Selanjutnya, dalam periode kepemimpinan SYL selaku Menteri Pertanian, KS diangkat dan dilantik selaku Sekretaris Jenderal Kementerian Pertanian dan MH juga diangkat dan dilantik selaku Direktur Alat dan Mesin pada Direktorat Jenderal Prasarana dan Sarana Pertanian Kementerian Pertanian.
SYL kemudian membuat kebijakan personal kaitan adanya Pungutan maupun Setoran di antaranya dari ASN internal Kementan untuk menenuhi kebutuhan pribadi termasuk keluarga intinya.
SYL menginstruksikan dengan menugaskan KS dan MH melakukan penarikan sejumlah uang dari unit Eselon I dan Eselon II dalam bentuk penyerahan tunai, transfer rekening bank hingga pemberian dalam bentuk barang maupun jasa.
Baca juga: Syahrul Yasin Limpo Dicegah KPK ke Luar Negeri
Sumber uang yang digunakan di antaranya berasal dari realisasi anggaran Kementerian Pertanian yang sudah di mark up termasuk permintaan uang pada para vendor yang mendapatkan proyek di Kementerian Pertanian.
Atas arahan SYL, KS dan MH memerintahkan bawahannya untuk mengumpulkan sejumlah uang di lingkup Eselon I, para Direktur Jenderal, Kepala Badan hingga Sekretaris di masing- masing Eselon I dengan besaran nilai yang telah ditentukan SYL dengan kisaran besaran mulai USD4000 sampai USD10.000.

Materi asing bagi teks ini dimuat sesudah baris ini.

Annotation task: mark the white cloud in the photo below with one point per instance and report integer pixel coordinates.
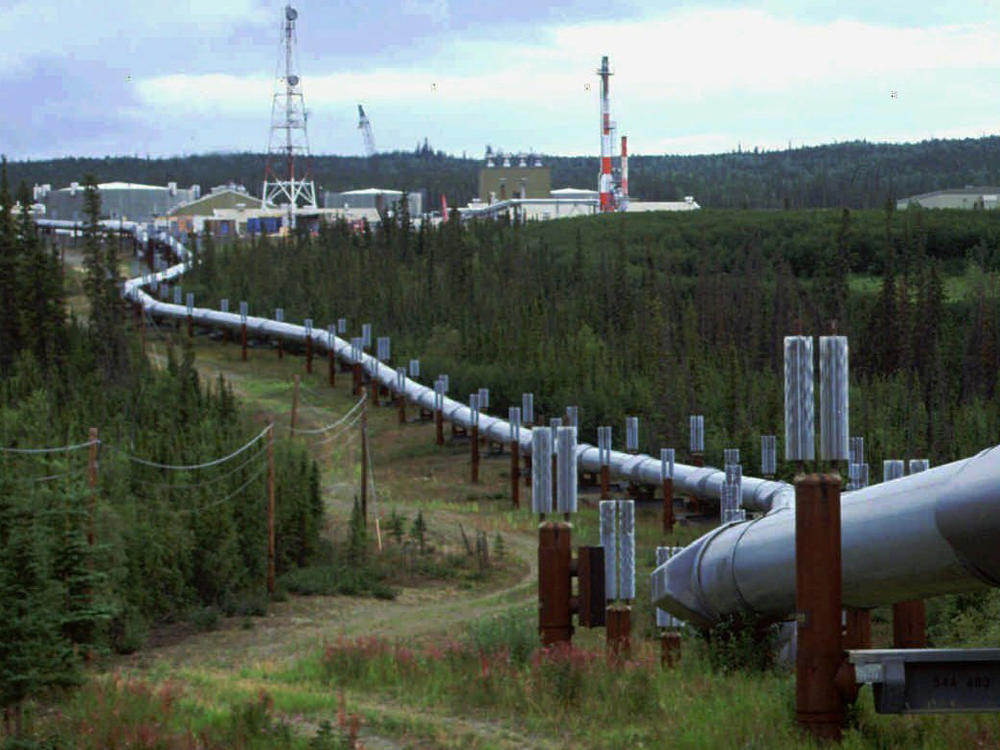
(679, 72)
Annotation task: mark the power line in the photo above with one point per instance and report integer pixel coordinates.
(194, 467)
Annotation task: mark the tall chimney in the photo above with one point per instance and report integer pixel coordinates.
(604, 183)
(625, 167)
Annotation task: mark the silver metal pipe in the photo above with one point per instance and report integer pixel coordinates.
(919, 536)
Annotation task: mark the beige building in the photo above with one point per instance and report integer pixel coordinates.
(969, 197)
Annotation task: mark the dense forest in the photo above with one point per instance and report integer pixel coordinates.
(855, 174)
(94, 552)
(667, 315)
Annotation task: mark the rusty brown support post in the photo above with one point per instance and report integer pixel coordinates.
(364, 463)
(858, 629)
(475, 453)
(359, 386)
(909, 624)
(295, 403)
(670, 648)
(668, 506)
(554, 584)
(92, 484)
(619, 632)
(515, 474)
(270, 511)
(819, 705)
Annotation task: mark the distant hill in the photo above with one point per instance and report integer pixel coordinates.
(857, 174)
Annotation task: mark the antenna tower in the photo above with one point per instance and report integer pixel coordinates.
(365, 126)
(287, 178)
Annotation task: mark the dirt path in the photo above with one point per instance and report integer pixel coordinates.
(296, 627)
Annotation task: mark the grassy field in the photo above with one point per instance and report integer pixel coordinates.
(451, 661)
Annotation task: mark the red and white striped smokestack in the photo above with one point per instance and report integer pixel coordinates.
(625, 167)
(604, 182)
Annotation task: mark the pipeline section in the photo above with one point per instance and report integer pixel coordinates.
(758, 494)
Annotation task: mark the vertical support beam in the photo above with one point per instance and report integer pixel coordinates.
(819, 706)
(515, 474)
(295, 403)
(619, 632)
(554, 585)
(359, 385)
(92, 484)
(475, 453)
(668, 506)
(909, 624)
(858, 630)
(270, 511)
(364, 462)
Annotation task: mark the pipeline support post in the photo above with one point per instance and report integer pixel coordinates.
(668, 506)
(475, 453)
(819, 705)
(515, 474)
(909, 624)
(554, 582)
(358, 380)
(858, 629)
(618, 633)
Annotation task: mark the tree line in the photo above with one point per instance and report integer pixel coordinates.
(663, 316)
(856, 174)
(84, 569)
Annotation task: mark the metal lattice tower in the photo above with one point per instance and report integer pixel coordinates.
(365, 126)
(287, 178)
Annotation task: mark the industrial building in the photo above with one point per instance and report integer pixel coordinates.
(527, 178)
(969, 197)
(370, 198)
(207, 211)
(128, 201)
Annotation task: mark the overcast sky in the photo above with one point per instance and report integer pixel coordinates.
(122, 77)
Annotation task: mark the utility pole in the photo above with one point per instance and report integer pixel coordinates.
(270, 509)
(364, 462)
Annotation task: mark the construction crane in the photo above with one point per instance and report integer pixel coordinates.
(365, 126)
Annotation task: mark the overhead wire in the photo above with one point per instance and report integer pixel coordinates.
(194, 467)
(238, 490)
(332, 425)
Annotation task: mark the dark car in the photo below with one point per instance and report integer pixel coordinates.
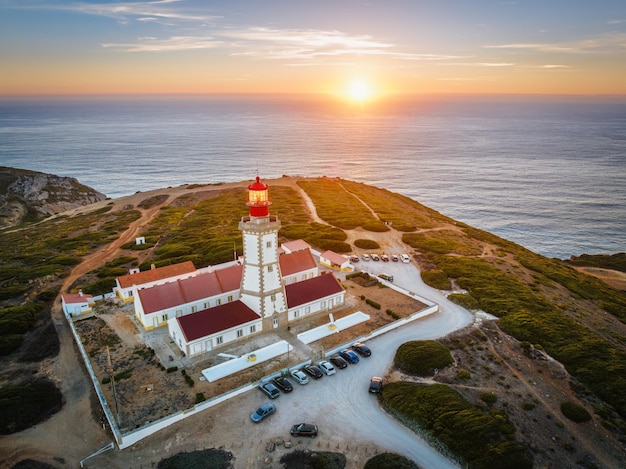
(362, 349)
(283, 384)
(376, 384)
(349, 356)
(264, 411)
(313, 371)
(269, 389)
(304, 429)
(338, 362)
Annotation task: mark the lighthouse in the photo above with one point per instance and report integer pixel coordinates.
(262, 289)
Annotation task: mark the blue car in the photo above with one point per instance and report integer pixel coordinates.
(350, 356)
(264, 411)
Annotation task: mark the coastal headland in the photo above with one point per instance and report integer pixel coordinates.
(559, 337)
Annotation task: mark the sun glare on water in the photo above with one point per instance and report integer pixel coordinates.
(359, 92)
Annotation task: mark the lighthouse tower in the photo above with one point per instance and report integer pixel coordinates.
(262, 288)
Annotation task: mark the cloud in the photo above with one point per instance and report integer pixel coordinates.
(124, 12)
(610, 42)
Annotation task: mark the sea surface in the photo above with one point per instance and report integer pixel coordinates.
(548, 173)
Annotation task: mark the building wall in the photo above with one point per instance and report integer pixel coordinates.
(160, 318)
(322, 304)
(212, 342)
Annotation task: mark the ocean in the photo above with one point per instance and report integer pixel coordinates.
(548, 173)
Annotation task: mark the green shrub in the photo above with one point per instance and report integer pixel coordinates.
(484, 440)
(23, 406)
(574, 412)
(488, 398)
(465, 300)
(436, 279)
(366, 244)
(422, 357)
(390, 461)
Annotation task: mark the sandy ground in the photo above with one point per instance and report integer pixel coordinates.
(350, 419)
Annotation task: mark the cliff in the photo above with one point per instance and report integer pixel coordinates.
(27, 196)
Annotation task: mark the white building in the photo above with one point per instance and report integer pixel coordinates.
(208, 309)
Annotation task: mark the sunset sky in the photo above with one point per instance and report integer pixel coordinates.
(362, 48)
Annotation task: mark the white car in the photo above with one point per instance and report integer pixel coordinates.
(299, 376)
(327, 367)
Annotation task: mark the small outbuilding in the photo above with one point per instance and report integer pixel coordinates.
(335, 261)
(75, 304)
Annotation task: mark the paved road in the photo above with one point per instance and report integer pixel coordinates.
(341, 405)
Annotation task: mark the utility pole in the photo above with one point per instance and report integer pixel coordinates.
(117, 411)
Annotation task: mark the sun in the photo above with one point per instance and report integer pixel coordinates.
(359, 91)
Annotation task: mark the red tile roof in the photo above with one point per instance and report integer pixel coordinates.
(213, 320)
(153, 275)
(169, 295)
(296, 245)
(297, 261)
(75, 298)
(333, 257)
(312, 289)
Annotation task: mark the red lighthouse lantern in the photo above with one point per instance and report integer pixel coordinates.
(258, 199)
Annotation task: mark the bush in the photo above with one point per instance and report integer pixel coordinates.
(421, 357)
(366, 244)
(488, 398)
(23, 406)
(485, 440)
(390, 461)
(436, 279)
(574, 412)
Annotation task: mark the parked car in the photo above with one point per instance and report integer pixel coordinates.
(376, 384)
(326, 367)
(362, 349)
(299, 376)
(349, 356)
(338, 362)
(269, 389)
(386, 276)
(304, 429)
(313, 371)
(264, 411)
(283, 384)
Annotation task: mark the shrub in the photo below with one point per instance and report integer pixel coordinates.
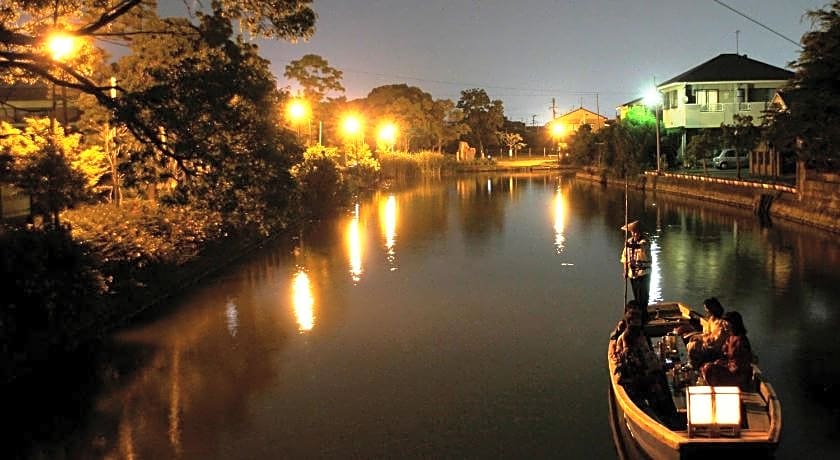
(321, 187)
(51, 286)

Penerimaan uang melalui KS dan MH sebagai representasi sekaligus orang kepercayaan dari SYL dilakukan secara rutin tiap bulan dengan menggunakan pecahan mata uang asing.
Penggunaan uang oleh SYL yang juga diketahui KS dan MH antara lain untuk pembayaran cicilan kartu kredit dan cidlan pembelian mobil Alphard milik SYL.

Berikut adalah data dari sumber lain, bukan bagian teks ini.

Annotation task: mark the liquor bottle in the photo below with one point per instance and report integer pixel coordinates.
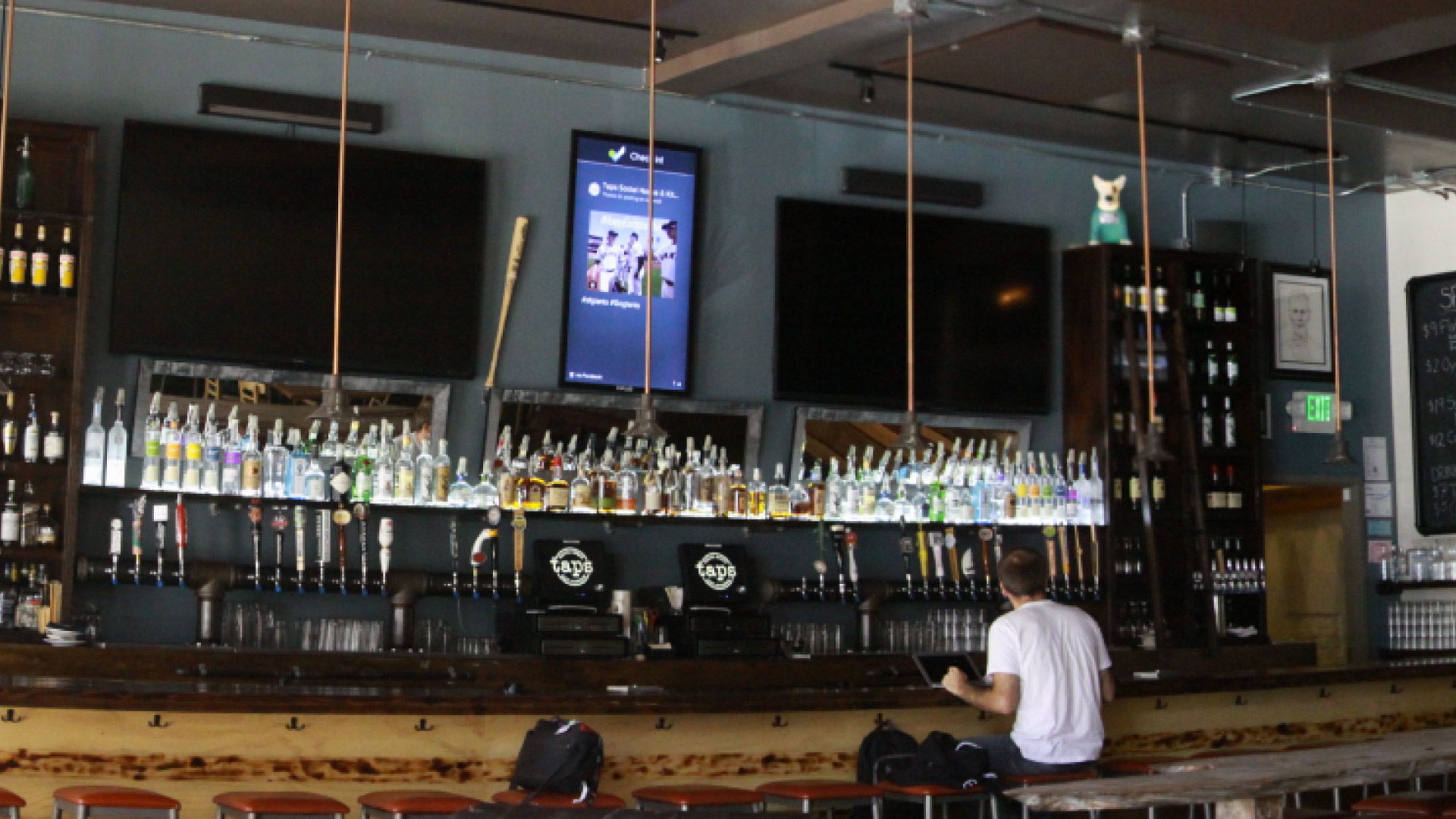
(19, 259)
(39, 262)
(193, 453)
(66, 264)
(441, 477)
(11, 521)
(1234, 497)
(172, 449)
(117, 442)
(1216, 497)
(460, 490)
(25, 177)
(275, 464)
(93, 457)
(363, 490)
(253, 475)
(31, 444)
(152, 465)
(780, 503)
(232, 475)
(9, 431)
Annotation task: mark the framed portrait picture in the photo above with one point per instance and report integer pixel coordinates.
(1299, 322)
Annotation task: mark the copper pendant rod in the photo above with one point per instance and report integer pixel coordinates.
(651, 188)
(1147, 245)
(910, 218)
(344, 130)
(1334, 267)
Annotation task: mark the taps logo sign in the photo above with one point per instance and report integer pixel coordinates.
(571, 566)
(717, 572)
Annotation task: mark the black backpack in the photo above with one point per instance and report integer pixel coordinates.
(560, 757)
(944, 761)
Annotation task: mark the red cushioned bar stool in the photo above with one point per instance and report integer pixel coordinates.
(270, 805)
(1030, 780)
(810, 796)
(929, 798)
(560, 800)
(114, 802)
(695, 798)
(411, 803)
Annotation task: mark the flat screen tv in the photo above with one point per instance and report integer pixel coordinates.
(226, 241)
(607, 267)
(983, 309)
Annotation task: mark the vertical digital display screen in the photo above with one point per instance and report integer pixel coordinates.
(1320, 407)
(610, 273)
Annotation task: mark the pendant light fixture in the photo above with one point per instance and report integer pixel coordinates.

Sejauh ini uang yang dinikmati SYL bersama-sama dengan KS dan MH sejumlah sekitar Rp 13,9 miliar dan penelusuran lebih mendalam masih terus dilakukan Penyidik KPK.
Johanis Tanak menambahkan bahwa pihaknya saat ini telah resmi juga melakukan Penahanan terhadap Kasdi Subagyono di Rutan KPK untuk 20 hari pertama.

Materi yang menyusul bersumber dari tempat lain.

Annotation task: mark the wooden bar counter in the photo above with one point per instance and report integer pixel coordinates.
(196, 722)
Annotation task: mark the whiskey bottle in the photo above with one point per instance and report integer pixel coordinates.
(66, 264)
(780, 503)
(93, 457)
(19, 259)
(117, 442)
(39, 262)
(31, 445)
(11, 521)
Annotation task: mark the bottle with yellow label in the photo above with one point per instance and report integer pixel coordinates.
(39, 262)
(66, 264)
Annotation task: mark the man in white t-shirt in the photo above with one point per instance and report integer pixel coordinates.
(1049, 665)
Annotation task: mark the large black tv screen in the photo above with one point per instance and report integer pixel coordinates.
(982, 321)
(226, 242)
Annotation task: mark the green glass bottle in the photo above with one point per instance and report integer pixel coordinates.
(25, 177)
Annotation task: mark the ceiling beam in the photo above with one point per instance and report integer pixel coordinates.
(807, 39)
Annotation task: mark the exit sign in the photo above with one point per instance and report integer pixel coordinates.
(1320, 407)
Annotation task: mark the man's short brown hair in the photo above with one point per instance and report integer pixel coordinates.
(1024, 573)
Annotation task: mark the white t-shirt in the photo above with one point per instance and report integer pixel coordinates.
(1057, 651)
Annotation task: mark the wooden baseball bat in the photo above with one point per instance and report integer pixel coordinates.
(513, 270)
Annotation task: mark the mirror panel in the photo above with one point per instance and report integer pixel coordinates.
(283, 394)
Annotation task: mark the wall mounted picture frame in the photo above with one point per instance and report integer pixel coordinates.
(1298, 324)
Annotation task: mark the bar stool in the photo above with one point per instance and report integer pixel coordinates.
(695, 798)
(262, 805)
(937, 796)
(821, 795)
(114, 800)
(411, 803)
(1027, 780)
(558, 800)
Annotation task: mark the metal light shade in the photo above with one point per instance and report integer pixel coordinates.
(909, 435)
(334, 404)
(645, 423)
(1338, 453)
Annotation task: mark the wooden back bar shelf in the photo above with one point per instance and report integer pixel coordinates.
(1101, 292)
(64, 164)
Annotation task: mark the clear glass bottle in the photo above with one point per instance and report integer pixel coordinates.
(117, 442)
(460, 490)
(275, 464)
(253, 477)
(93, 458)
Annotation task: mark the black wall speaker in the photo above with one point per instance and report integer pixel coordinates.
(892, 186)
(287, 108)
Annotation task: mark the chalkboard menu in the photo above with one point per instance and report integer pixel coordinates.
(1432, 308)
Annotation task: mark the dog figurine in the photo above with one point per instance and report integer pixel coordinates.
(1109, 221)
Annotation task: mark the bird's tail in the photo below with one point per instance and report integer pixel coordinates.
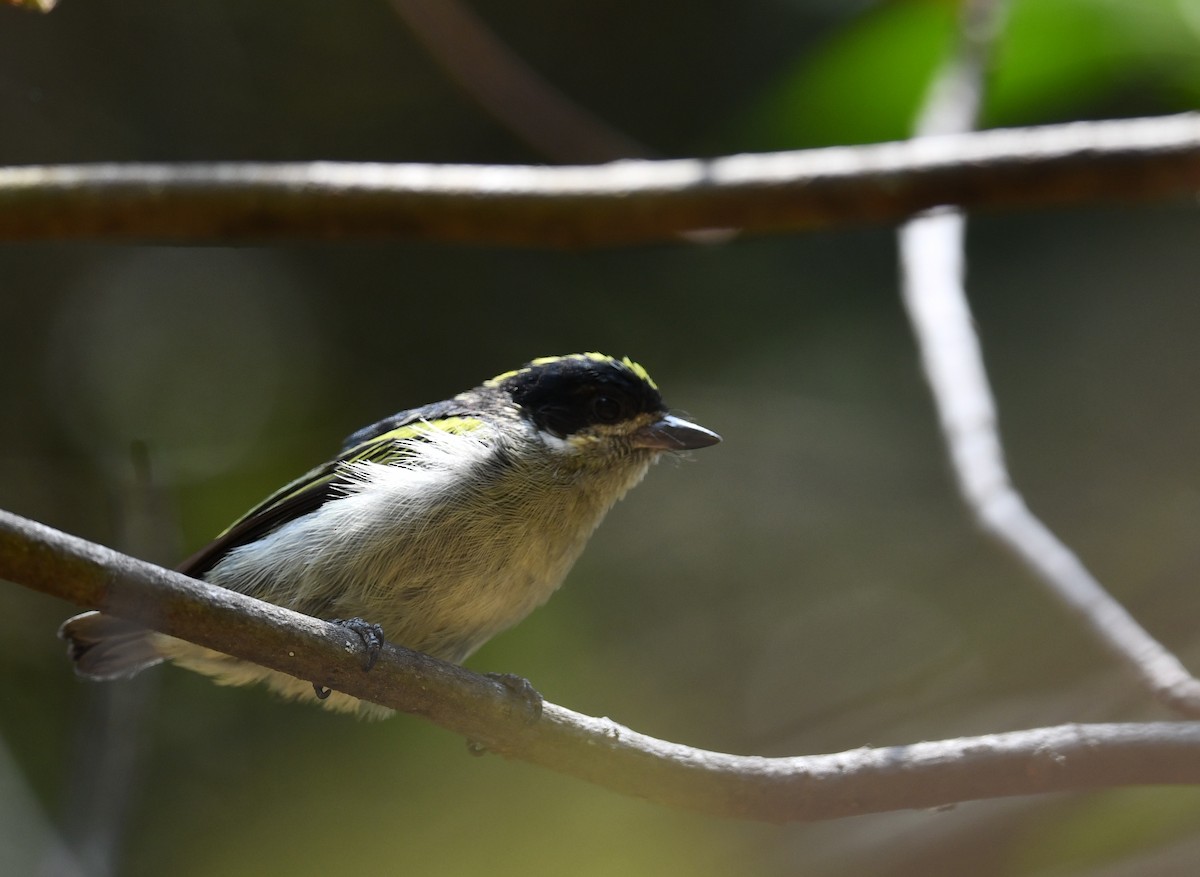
(103, 647)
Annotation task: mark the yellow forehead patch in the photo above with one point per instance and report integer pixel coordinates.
(636, 368)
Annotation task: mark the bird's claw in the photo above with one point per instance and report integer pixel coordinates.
(370, 634)
(520, 686)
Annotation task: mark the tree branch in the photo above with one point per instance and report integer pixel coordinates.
(621, 203)
(934, 268)
(797, 788)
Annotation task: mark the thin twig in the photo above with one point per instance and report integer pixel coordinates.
(778, 790)
(931, 248)
(619, 203)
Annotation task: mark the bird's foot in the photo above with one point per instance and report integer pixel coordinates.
(520, 686)
(370, 634)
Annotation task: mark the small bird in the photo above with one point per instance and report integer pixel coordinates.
(442, 524)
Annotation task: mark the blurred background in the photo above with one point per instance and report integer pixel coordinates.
(813, 584)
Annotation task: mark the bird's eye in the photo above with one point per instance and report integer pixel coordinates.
(605, 409)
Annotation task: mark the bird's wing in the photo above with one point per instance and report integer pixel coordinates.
(388, 442)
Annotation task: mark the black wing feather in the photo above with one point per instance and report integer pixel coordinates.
(315, 488)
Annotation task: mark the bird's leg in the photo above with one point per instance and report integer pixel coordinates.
(370, 634)
(521, 686)
(372, 641)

Baca juga: Mentan Siapkan Tim Pengacara Hadapi Penyidikan KPK
”Untuk kebutuhan proses Penyidikan, Tim Penyidik KPK menahan Tersangka KS untuk 20 hari pertama terhitung 11 Oktober 2023 sampai 30 Oktober 2023 di Rutan KPK,” katanya.
Johani Tanak atau tenar disapa JT menyatakan peringataan kepada Syahrul Yasin Limpo dan Muhammad Hatta agar dapat kooperatif terhadap panggilan dari Penyidik KPK.
”Sedangkan Tersangka SYL dan Tersangka MH, hari ini mengonfirmasi tidak bisa hadir.
Untuk itu, kami ingatkan kooperatif dan segera hadir memenuhi panggilan Tim Penyidik KPK,” tegasnya.
Tiga orang Tersangka korupsi di lingkungan Kementan ini diduga telah melanggar Pasal 12 huruf e dan 12B UU RI Nomor 31 Tahun 1999 tentang Pemberantasan Tindak Pidana Korupsi sebagaimana telah diubah dengan UU RI Nomor 20 Tahun 2001 tentang perubahan atas UU RI Nomor 31 Tahun 1999 tentang Pemberantasan Tindak Pidana Korupsi Jo Pasal 55 ayat (1) ke 1 KUHP.